Session 7: R Markdown
Text + Code + Output
Introduction
R Markdown consists of an amazing ecosystem of R packages to produce many types of technical content. Its signature capability is that is can run R code and print the code along with its results and nicely formatted prose.
To understand R Markdown, we need to learn about three new things:
-
Markdown, a very lightweight text formatting language.
-
Code chunks, which allow us to incorporate R code that can be executed and whose results we can display in text, figures, and tables.
-
The YAML header, which encodes metadata about the output, such as the desired output format and specific formatting features.
We’ll focus on HTML page output, but will glimpse at the many possibilities for the output format: with R Markdown, it is possible to create not just technical reports, but also slide decks, websites, books, scientific articles, and so on.
Setup
At the core of the R Markdown ecosystem is the rmarkdown package. We need to install this but don’t need to load it:
install.packages("rmarkdown")
Inside your directory for Code Club, create a directory for this week:
dir.create('S07')
First, an example
Before we go into details, let’s first see a quick demonstration of what we are talking about:
-
Go to
File
=>New File
=>R Markdown
, change the Title to “Markdown demo”, and clickOK
. -
Take a look at the R Markdown document, and notice that there seems to be some sort of header (=> YAML), followed by R code wrapped in strange constructs with backticks (=> Code chunks), and plain written text (=> Markdown).
-
Before we can create output, we need to save the document. Click the
Save
button and save the files asdemo.Rmd
inside your newly created directory. -
Now click the Knit button in one of the top bars, and a document should show up in a pop-up or the Viewer pane. This is the rendered output from the R Markdown document.

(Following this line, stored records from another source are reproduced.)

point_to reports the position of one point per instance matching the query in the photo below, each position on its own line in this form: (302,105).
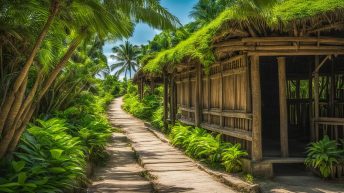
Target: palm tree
(126,56)
(207,10)
(68,24)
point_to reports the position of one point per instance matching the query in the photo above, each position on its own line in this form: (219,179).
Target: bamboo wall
(225,100)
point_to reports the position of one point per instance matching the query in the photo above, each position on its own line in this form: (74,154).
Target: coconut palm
(207,10)
(126,56)
(66,24)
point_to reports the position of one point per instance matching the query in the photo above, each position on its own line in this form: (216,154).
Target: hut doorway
(270,107)
(299,100)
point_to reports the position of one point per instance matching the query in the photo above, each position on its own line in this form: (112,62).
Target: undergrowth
(55,150)
(201,145)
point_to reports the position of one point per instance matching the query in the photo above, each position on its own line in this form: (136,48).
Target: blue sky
(143,33)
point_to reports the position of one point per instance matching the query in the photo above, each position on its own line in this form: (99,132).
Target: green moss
(198,45)
(297,9)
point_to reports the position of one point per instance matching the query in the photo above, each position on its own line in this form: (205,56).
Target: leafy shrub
(200,144)
(52,153)
(49,160)
(323,155)
(157,118)
(146,109)
(231,158)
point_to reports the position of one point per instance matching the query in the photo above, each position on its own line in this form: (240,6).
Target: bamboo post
(165,100)
(197,97)
(172,95)
(310,89)
(316,99)
(221,95)
(257,154)
(189,93)
(209,100)
(139,89)
(282,80)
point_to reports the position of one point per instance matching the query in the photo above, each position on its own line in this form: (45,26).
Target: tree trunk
(20,130)
(5,108)
(5,142)
(8,134)
(15,109)
(23,73)
(75,43)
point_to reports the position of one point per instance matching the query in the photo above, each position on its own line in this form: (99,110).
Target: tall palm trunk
(23,73)
(75,43)
(11,139)
(8,134)
(8,102)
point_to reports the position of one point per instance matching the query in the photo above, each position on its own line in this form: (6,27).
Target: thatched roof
(287,18)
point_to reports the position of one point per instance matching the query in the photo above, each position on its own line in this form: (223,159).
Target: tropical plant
(231,158)
(126,55)
(34,62)
(206,11)
(200,144)
(323,155)
(49,160)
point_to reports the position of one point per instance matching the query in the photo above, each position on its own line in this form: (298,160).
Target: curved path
(172,171)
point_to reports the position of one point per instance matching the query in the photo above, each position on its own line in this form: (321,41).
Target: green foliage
(52,153)
(146,108)
(200,144)
(249,178)
(231,158)
(323,155)
(49,160)
(273,12)
(157,118)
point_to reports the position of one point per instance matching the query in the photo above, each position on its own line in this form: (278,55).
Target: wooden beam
(257,154)
(233,132)
(172,100)
(296,53)
(197,97)
(282,80)
(321,64)
(293,39)
(221,94)
(165,100)
(316,99)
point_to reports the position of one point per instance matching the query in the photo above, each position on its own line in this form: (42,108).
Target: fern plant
(323,155)
(231,158)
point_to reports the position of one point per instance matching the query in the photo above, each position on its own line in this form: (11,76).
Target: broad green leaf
(56,153)
(22,177)
(57,170)
(18,166)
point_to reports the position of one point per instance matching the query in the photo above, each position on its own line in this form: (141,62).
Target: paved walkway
(172,170)
(122,172)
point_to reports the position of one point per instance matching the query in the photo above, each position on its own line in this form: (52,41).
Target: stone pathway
(122,172)
(172,170)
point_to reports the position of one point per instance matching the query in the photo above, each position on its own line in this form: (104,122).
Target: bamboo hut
(272,82)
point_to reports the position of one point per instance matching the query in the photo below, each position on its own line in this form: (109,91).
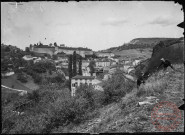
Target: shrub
(37,78)
(116,87)
(21,78)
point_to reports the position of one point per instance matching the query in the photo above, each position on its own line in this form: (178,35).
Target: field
(126,116)
(12,81)
(135,53)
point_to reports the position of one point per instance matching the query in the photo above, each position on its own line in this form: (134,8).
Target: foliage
(21,77)
(80,66)
(92,66)
(70,67)
(116,87)
(27,49)
(74,64)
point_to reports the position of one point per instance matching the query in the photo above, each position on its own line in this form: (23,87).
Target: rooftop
(83,77)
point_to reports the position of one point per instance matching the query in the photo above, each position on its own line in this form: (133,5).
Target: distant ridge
(140,43)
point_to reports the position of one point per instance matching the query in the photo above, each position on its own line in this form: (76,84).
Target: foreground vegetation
(52,109)
(127,116)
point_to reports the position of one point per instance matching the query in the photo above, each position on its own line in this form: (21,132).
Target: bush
(37,78)
(116,87)
(21,78)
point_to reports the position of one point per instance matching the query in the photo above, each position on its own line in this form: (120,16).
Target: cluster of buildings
(106,63)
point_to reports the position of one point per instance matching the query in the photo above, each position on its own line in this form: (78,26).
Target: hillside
(12,81)
(140,43)
(135,53)
(149,40)
(126,116)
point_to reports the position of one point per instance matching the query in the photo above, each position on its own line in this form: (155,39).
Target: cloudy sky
(96,25)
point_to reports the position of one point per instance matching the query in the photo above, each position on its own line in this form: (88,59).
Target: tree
(74,64)
(92,65)
(80,66)
(70,70)
(50,44)
(27,49)
(7,49)
(55,44)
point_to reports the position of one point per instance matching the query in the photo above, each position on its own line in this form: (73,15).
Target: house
(136,62)
(8,74)
(27,57)
(76,81)
(104,54)
(103,63)
(89,80)
(112,70)
(107,76)
(97,84)
(37,59)
(125,68)
(85,63)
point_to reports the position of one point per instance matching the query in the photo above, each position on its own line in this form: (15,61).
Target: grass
(126,116)
(12,81)
(135,53)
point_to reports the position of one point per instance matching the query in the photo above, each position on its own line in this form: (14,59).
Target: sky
(96,25)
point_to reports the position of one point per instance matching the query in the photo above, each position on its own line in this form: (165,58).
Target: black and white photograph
(92,67)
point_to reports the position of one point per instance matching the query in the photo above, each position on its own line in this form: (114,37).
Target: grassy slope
(9,81)
(135,53)
(149,40)
(129,118)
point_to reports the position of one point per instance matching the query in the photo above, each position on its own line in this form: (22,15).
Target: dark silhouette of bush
(21,78)
(116,87)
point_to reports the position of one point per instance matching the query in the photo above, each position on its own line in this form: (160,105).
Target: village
(92,67)
(106,64)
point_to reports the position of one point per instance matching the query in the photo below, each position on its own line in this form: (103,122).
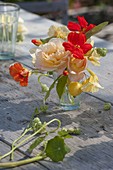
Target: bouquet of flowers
(65,53)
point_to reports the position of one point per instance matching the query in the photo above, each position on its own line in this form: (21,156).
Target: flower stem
(23,134)
(22,162)
(26,139)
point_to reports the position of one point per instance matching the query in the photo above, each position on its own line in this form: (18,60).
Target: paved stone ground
(96,15)
(107,33)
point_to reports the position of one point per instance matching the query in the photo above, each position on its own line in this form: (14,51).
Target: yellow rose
(75,88)
(50,56)
(59,32)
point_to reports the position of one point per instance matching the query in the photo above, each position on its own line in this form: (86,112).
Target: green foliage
(56,149)
(36,143)
(102,51)
(107,106)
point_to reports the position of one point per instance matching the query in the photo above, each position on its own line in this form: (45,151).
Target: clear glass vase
(68,102)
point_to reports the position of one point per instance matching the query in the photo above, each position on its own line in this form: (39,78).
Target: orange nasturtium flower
(82,26)
(19,73)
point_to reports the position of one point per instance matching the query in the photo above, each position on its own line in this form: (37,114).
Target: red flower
(36,42)
(19,73)
(82,26)
(77,45)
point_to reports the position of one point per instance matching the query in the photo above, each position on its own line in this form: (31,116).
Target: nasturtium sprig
(54,148)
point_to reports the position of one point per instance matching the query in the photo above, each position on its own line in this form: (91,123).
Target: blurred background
(95,11)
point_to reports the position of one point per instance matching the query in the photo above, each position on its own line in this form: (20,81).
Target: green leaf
(44,87)
(96,29)
(64,133)
(107,106)
(74,131)
(50,88)
(101,51)
(56,149)
(60,87)
(67,149)
(35,143)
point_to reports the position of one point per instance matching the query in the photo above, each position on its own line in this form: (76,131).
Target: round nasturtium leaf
(56,149)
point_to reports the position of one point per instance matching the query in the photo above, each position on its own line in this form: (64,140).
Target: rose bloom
(50,56)
(19,73)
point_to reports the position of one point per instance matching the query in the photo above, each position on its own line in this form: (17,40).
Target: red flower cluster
(82,26)
(76,43)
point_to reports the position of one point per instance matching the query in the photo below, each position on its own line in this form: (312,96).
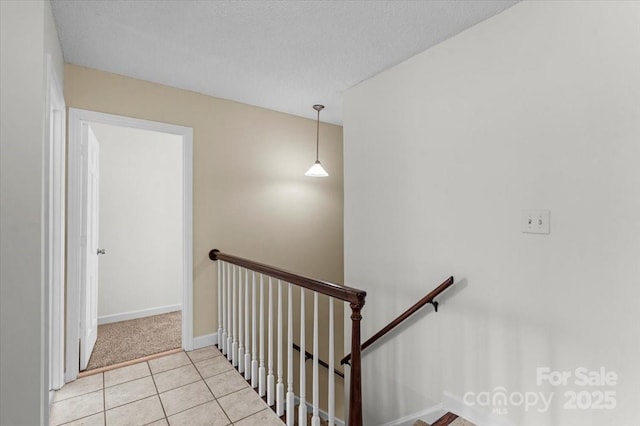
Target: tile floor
(187,388)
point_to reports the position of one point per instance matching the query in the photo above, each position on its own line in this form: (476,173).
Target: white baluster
(332,396)
(270,378)
(262,374)
(254,346)
(302,409)
(280,385)
(290,395)
(247,347)
(222,337)
(240,356)
(220,266)
(315,420)
(229,309)
(234,315)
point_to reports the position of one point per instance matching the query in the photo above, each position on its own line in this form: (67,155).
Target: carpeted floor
(127,340)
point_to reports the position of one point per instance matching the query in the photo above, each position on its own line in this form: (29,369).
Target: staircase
(448,419)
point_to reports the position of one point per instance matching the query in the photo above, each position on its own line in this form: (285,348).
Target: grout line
(207,385)
(155,385)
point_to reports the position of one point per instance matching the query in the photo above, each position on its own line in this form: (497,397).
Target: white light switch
(536,221)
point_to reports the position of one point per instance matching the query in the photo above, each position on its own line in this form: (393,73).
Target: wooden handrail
(348,294)
(308,355)
(412,310)
(356,299)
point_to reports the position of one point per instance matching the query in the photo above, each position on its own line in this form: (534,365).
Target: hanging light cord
(318,137)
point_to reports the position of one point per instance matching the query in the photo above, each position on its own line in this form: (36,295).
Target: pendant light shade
(317,170)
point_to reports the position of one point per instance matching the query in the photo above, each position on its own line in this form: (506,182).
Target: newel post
(355,387)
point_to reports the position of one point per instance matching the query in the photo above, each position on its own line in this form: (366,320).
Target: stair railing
(241,300)
(428,299)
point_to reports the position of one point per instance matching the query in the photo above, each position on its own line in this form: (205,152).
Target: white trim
(205,340)
(125,316)
(74,222)
(428,415)
(55,225)
(323,414)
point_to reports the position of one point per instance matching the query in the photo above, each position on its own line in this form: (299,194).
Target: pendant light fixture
(317,170)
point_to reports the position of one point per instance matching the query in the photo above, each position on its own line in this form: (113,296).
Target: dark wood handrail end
(213,254)
(428,299)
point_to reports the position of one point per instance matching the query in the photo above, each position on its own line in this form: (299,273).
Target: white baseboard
(108,319)
(323,414)
(206,340)
(428,415)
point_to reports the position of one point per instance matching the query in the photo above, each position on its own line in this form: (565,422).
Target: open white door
(89,288)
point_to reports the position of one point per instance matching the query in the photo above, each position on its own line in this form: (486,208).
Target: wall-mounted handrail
(308,355)
(356,299)
(412,310)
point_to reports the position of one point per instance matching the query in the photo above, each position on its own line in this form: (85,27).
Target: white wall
(140,221)
(27,36)
(536,108)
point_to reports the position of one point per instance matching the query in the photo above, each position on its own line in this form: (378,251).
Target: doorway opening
(130,279)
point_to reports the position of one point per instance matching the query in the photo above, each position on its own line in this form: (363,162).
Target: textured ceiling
(281,55)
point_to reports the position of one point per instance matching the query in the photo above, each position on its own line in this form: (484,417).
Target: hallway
(186,388)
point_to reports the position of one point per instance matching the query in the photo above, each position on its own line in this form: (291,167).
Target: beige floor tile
(79,387)
(129,392)
(162,422)
(241,404)
(136,413)
(175,378)
(185,397)
(126,374)
(212,366)
(204,353)
(224,383)
(168,362)
(76,407)
(262,418)
(95,420)
(209,414)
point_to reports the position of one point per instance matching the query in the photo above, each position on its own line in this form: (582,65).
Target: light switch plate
(536,221)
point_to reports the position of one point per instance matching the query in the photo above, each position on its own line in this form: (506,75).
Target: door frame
(54,239)
(77,118)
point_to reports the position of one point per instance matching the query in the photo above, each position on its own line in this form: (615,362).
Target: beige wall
(535,108)
(28,37)
(251,197)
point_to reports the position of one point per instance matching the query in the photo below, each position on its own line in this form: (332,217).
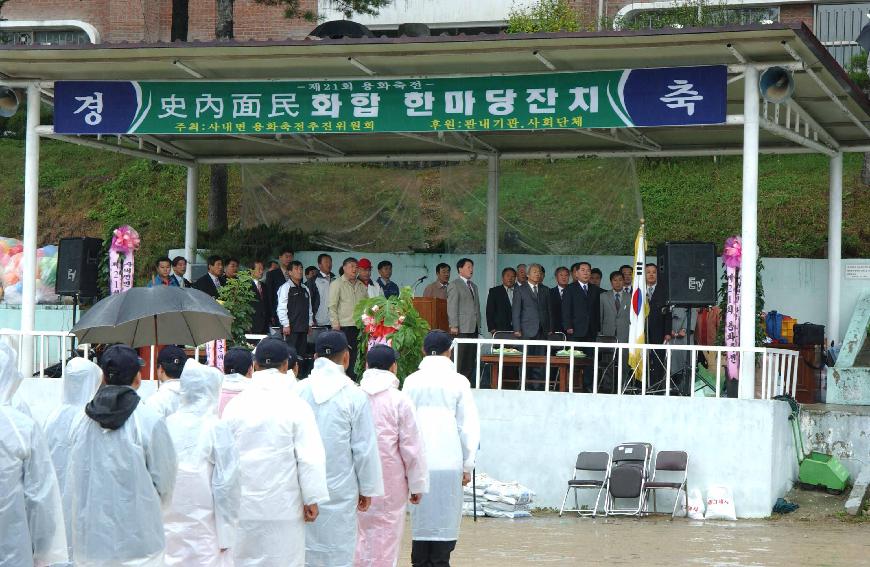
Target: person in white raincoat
(353,465)
(402,461)
(31,517)
(447,417)
(170,363)
(121,472)
(282,460)
(82,379)
(201,522)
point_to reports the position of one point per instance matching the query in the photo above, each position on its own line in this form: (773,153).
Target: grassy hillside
(583,206)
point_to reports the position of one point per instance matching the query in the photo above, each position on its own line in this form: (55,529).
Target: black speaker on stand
(78,266)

Notice that the YAML header is not printed, at least not verbatim, while some of the code is printed, and we also see code output including a plot!
This is what the raw and rendered output look side-by-side:
We’ll now talk about Markdown, code chunks, and the YAML header in turn.
I: Markdown
Markdown is a very lightweight language to format plain text files, which evolved from simple in-line formatting applied in emails before those started using HTML.
Need to emphasize a word without being able to make it italic or bold? How about adding emphasis with asterisks *like so*?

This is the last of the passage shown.